Sunday, March 23, 2014
Book Review - Josey Baker Bread
About the Book
This is the first true entry-level bread-baking cookbook, from Josey Baker (that's his real name!), a former science teacher turned San Francisco baking sensation. Josey Baker Bread combines step-by-step lessons with more than 100 photographs, offering easy-to-follow guidance for aspiring bakers. Recipes start with the basic formula for making bread— requiring little more than flour, water, time, and a pan—and build in depth and detail as the user progresses to more complex loaves, including Josey's cult favorite Dark Mountain Rye. With chapters dedicated to pizza, pocketbreads, and treats, Josey's playful, encouraging tone makes for a fun read full of great advice for bakers of all levels.
My Take on the Book
Yes, Josey's last name is Baker and yes he wrote a very detailed cookbook/instruction book about bread baking. The chapters include: an introduction to bread making, sour dough bread, seeds and cheese breads, whole wheat breads, rye,l spelt and kamut breads,l pizza, pocket breads, and sweet breads. There are many beautiful photos of the finished products and the steps along the way to producing the items.
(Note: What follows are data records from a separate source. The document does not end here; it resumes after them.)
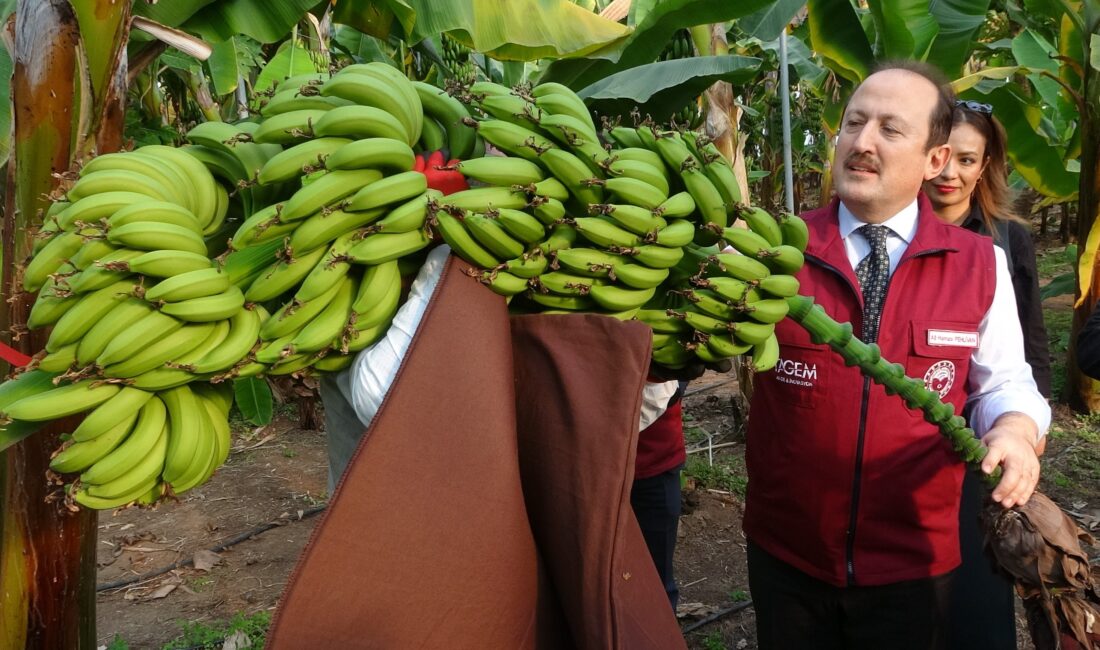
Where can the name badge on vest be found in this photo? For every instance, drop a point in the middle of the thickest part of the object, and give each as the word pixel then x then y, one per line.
pixel 953 338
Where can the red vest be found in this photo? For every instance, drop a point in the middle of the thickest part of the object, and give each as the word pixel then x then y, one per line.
pixel 846 483
pixel 661 444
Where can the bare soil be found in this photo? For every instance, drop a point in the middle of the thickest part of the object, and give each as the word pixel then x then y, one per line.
pixel 277 474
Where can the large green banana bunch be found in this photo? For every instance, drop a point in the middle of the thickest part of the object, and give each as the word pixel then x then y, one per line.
pixel 626 238
pixel 161 284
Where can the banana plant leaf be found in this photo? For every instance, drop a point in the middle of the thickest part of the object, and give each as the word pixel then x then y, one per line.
pixel 231 61
pixel 1031 50
pixel 801 58
pixel 959 22
pixel 660 89
pixel 903 29
pixel 518 30
pixel 356 44
pixel 266 21
pixel 254 399
pixel 649 37
pixel 837 35
pixel 290 58
pixel 1033 156
pixel 768 23
pixel 374 17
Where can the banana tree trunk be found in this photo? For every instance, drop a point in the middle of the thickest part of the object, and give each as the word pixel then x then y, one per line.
pixel 723 118
pixel 1084 393
pixel 67 96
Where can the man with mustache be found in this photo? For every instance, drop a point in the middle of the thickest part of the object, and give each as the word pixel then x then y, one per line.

This is not your typical bread cookbook. Josey Baker is serious about having a conversation with the reader. He gives you insight and encouragement along the way.
Josey takes the time to talk you through each step. It is like having him in your kitchen with you as you are baking. He includes tips, charts for making more than one loaf of the same kind of bread, and American and metric measurements.
If you are serious about learning how to bake breads, scones, cookies, pizza, and pocket breads, then I believe you will find this book a very valuable resource.